From the results we see that the accuracy of our proposed network can be greatly improved under cl conditions, which proves that the potential of the model can be improved by SeM, thus improving the resistance of the network to interference. From the graphs, we can see that the accuracy improvement is much larger in the (\(0^\circ \), \(180^\circ \)) than in the other angles.

Table 2. The recognition accuracy (%) comparison on OUMVLP dataset under 14 probe views excluding identical views.

4.3 Experiment Results on OUMVLP

In this section, we evaluate the performance of our proposed model on a larger OUMVLP dataset. The experimental settings in this section follow the setup of GaitPart [7] and GaitGL [14]. In Table 2, we evaluate gait samples at 14 different views. During the test, we used Seq#00 and Seq#01 as the probe and gallery sequence, respectively. From the results, it seems that our proposed method improves more in the larger scale dataset than in the smaller scale dataset.

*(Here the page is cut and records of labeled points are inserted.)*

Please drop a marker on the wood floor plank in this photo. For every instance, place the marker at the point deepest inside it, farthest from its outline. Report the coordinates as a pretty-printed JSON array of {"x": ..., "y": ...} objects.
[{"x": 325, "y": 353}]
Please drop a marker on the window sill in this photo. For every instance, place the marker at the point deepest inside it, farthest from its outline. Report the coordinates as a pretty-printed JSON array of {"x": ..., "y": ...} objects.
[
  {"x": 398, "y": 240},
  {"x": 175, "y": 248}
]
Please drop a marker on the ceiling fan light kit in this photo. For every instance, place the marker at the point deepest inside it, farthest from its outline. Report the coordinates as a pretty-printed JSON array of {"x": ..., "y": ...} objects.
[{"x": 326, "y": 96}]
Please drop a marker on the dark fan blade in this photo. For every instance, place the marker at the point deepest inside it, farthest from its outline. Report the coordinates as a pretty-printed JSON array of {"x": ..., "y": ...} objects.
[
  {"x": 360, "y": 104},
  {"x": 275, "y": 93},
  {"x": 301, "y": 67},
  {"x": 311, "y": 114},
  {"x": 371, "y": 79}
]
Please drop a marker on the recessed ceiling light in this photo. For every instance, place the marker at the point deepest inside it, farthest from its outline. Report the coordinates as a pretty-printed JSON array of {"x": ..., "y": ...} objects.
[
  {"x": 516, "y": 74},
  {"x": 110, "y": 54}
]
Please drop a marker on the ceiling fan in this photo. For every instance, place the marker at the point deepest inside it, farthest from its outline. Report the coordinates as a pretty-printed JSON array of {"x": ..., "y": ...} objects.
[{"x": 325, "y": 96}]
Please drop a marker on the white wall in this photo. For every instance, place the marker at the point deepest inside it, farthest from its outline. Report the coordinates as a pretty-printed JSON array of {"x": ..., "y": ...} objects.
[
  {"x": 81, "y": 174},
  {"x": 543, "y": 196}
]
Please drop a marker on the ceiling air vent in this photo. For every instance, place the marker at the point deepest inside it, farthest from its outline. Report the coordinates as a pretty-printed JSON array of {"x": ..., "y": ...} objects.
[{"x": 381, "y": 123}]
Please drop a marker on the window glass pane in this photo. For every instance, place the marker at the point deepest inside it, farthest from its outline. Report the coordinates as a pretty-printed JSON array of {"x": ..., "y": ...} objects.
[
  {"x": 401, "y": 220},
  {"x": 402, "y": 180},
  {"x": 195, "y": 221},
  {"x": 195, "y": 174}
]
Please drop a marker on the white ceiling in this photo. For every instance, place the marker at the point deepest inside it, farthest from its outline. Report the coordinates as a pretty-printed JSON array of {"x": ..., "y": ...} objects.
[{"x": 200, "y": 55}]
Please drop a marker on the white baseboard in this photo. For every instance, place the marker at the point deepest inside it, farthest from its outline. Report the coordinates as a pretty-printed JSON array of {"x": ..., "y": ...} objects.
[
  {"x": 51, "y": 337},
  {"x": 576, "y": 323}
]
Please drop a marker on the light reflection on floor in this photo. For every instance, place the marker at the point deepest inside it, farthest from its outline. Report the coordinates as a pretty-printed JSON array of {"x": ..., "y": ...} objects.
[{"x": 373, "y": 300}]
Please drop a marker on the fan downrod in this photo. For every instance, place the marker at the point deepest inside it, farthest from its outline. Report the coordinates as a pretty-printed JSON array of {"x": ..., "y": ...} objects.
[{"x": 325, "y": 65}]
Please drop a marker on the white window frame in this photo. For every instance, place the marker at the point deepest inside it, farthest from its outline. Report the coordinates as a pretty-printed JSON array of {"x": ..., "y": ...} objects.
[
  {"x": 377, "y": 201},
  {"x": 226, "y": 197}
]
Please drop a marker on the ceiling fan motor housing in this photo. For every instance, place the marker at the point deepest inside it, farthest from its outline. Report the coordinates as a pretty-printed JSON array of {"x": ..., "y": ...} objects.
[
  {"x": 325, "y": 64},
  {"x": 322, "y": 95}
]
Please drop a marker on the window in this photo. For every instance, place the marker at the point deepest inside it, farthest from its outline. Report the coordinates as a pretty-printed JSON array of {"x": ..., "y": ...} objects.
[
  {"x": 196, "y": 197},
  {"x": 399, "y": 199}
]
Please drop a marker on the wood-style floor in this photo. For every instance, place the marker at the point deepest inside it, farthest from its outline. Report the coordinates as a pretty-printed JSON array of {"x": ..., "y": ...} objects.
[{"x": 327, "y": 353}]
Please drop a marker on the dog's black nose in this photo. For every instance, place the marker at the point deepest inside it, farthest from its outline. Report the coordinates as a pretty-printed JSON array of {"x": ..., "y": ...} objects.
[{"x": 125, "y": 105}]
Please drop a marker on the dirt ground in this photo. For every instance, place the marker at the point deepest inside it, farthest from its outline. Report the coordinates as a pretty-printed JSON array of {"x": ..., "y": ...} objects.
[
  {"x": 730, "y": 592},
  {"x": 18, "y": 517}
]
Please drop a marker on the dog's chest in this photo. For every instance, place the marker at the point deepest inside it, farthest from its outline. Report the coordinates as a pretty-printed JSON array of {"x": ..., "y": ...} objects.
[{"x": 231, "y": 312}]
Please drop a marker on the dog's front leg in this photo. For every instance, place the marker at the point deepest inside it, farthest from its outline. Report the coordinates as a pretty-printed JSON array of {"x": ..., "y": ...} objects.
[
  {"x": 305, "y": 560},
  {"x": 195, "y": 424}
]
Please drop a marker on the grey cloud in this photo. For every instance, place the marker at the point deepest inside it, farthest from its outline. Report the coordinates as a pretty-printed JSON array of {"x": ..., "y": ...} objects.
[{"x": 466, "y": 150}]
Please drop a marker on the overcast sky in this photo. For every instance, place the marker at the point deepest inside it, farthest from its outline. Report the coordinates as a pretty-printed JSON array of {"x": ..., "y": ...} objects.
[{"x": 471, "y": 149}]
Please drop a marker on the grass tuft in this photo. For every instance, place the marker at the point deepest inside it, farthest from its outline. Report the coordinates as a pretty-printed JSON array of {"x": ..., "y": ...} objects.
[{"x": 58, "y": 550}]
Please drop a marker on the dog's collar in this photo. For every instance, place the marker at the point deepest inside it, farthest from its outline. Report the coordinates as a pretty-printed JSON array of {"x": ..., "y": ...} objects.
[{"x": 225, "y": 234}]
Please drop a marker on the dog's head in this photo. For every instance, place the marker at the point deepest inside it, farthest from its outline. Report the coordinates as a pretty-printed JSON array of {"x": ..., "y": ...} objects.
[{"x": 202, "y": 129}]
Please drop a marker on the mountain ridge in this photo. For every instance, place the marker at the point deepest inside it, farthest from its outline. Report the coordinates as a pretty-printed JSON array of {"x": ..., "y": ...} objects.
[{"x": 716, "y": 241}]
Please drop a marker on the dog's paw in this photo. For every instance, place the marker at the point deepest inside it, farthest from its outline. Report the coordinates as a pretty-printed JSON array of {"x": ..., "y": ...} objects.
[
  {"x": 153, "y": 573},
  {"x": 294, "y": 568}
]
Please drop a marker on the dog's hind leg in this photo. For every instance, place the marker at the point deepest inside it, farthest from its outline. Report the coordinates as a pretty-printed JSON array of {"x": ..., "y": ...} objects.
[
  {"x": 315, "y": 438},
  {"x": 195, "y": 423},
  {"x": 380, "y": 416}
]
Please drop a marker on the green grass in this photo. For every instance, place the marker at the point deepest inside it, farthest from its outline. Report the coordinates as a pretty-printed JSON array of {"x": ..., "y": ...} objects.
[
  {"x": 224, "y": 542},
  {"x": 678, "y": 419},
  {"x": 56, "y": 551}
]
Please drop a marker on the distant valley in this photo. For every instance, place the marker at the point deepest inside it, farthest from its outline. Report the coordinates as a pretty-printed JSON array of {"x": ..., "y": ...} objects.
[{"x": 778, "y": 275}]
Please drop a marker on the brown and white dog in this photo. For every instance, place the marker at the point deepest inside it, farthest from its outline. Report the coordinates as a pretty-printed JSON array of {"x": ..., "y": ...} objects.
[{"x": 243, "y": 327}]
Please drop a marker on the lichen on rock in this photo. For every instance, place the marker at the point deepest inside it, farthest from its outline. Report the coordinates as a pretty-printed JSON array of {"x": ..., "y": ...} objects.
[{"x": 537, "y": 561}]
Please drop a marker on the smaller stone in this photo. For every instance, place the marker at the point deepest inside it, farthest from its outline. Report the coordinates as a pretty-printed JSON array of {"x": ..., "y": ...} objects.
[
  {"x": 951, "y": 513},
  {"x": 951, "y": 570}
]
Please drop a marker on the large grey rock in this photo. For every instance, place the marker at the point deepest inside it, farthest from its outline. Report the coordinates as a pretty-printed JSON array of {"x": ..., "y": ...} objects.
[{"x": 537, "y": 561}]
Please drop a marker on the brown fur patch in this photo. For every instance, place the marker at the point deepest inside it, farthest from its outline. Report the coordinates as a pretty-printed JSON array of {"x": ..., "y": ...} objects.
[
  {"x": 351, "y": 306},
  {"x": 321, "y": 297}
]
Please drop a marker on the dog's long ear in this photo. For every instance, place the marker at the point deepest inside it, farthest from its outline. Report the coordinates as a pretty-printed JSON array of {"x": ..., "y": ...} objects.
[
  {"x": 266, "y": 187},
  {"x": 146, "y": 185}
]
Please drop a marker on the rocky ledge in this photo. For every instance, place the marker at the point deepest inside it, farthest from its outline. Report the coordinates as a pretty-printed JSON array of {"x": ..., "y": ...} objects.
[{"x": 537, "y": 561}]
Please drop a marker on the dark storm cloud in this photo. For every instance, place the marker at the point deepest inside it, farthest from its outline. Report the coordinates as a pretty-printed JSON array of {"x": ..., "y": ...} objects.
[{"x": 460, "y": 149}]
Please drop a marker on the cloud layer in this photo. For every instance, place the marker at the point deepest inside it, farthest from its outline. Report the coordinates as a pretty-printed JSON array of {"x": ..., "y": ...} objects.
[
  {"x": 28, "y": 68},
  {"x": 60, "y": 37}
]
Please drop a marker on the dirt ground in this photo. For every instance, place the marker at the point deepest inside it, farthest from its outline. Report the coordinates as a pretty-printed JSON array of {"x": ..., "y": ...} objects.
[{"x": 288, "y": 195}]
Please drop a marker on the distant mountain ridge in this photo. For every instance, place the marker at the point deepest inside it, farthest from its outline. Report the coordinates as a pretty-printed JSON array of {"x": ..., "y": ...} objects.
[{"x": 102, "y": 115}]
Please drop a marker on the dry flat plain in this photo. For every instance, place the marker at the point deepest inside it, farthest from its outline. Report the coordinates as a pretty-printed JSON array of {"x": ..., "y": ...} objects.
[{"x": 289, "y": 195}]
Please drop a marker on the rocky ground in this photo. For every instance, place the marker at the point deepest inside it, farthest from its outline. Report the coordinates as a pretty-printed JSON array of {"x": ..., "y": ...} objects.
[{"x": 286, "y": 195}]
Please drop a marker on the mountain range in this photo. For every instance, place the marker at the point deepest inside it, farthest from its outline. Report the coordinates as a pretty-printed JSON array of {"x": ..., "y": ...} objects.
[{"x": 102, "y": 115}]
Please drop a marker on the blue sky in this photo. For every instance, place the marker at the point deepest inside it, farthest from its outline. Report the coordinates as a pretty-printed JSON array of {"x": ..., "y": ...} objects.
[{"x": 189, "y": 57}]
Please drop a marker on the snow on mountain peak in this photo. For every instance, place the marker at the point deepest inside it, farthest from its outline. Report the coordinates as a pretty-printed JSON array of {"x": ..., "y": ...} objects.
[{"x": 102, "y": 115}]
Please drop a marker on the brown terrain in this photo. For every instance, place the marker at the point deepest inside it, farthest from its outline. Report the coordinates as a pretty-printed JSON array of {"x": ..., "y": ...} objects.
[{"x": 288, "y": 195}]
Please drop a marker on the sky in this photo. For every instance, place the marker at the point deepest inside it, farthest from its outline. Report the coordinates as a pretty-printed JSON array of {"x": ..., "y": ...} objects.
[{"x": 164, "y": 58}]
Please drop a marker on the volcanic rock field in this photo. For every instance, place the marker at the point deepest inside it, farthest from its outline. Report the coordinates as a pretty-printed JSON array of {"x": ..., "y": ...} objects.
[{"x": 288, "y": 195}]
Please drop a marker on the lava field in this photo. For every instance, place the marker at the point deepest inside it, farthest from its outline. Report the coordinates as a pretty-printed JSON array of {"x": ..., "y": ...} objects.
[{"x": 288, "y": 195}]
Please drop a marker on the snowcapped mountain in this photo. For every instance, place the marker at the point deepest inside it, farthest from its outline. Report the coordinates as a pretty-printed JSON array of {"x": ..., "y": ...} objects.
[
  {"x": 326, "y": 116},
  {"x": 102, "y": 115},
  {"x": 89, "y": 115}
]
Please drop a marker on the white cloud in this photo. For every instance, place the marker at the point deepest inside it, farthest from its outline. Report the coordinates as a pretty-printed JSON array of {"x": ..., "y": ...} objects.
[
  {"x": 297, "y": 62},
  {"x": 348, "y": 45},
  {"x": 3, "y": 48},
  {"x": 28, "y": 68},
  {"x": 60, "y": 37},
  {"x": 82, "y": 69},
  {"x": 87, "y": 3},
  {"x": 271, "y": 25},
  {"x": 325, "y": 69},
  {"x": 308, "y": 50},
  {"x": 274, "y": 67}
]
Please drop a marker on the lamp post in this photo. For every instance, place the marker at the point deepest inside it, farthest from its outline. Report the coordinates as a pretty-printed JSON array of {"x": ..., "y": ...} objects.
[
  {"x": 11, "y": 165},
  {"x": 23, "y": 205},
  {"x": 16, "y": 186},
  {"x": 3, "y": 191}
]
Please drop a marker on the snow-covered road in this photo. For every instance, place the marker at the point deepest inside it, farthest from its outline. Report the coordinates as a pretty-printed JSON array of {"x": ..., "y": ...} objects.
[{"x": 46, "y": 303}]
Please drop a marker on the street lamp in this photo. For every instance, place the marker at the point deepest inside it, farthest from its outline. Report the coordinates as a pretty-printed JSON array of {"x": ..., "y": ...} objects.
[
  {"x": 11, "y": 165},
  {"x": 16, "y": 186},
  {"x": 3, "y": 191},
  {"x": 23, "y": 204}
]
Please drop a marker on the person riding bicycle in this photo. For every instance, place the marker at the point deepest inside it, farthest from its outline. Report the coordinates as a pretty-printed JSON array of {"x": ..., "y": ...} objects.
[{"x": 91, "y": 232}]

4.4 Experiment Results on GREW

We have analyzed the effectiveness of the proposed method by comparing its performance with various gait recognition methods using the GREW dataset. The evaluated methods, namely GaitGraph [21], GaitSet [2], Gaitpart [7], GaitGL [14], and CSTL [11], have been thoroughly assessed, and their respective experimental outcomes are presented in Table 3. Our findings from this comparison reveal an important trend. It appears that the gait recognition methods, which demonstrate satisfactory results in controlled laboratory settings, exhibit a notable decline in performance when confronted with real-world scenarios and datasets.

Table 3. The recognition accuracy (%) comparison on GREW dataset

4.5 Training Details

The alignment of the input silhouettes is referred to [20], and the resolution size of the final silhouette is \(64 \times 44\). Adam as our optimizer sets the learning rate and momentum to 1e−4 and 0.9, respectively. The margin m in the Eq. ?? about triplet loss is set to 0.2. The length of the gait sequences T is set to 30. Four NVIDIA 3080TI GPUs are used as our computational resources to train our model.

4.6 Ablation Study

We design various pertinent ablation experiments to analyze the importance of different modules.

Analysis of Global and Local Feature Extractor Based on SeNet. In GLSE, the role of the SEM module is mainly to reorganize features. In GaitGL [14], only local features are fused together to form a new gait feature map ignoring the connections between regions, the SEM module helps to establish the interactions between regions (Table 4).

Table 4. The recognition accuracy (%) of different max-pooling strategies in SE module on CASIA-B dataset.

Analysis of Temporal Feature Aggregator. We set the TFA in different places and set different temporal feature convolution kernel sizes, and drew experimental conclusions in Table 5. In order to fully verify the best hyperparameters, we set two positions, which are after GLSEA2 and GLSEC. Meanwhile, we also set three convolution kernel sizes, i.e., (3, 1), (4, 1) and (5, 1). From the table we can see that the hyperparameters mentioned above have quite a strong influence on the model, especially under the CL condition.

Table 5. The recognition accuracy (%) of placing TFA in different positions on CASIA-B dataset.

5 Conclusions

In this paper, we propose a novel gait recognition framework that is capable of enhancing temporal global and local gait information, which can better generate interactions among the local regions and thus improve the robustness of the gait recognition task. First, we propose to partition the features into multiple local regions along the temporal dimension to extract discriminative features separately, i.e., Temporal Global and Local Aggregator. Second, we propose to introduce SEM into the local features in order to better utilize the local features, which enhances the interaction between regions. Our experiments on public datasets including both CASIA-B and OUMVLP demonstrate the superiority of our proposed framework.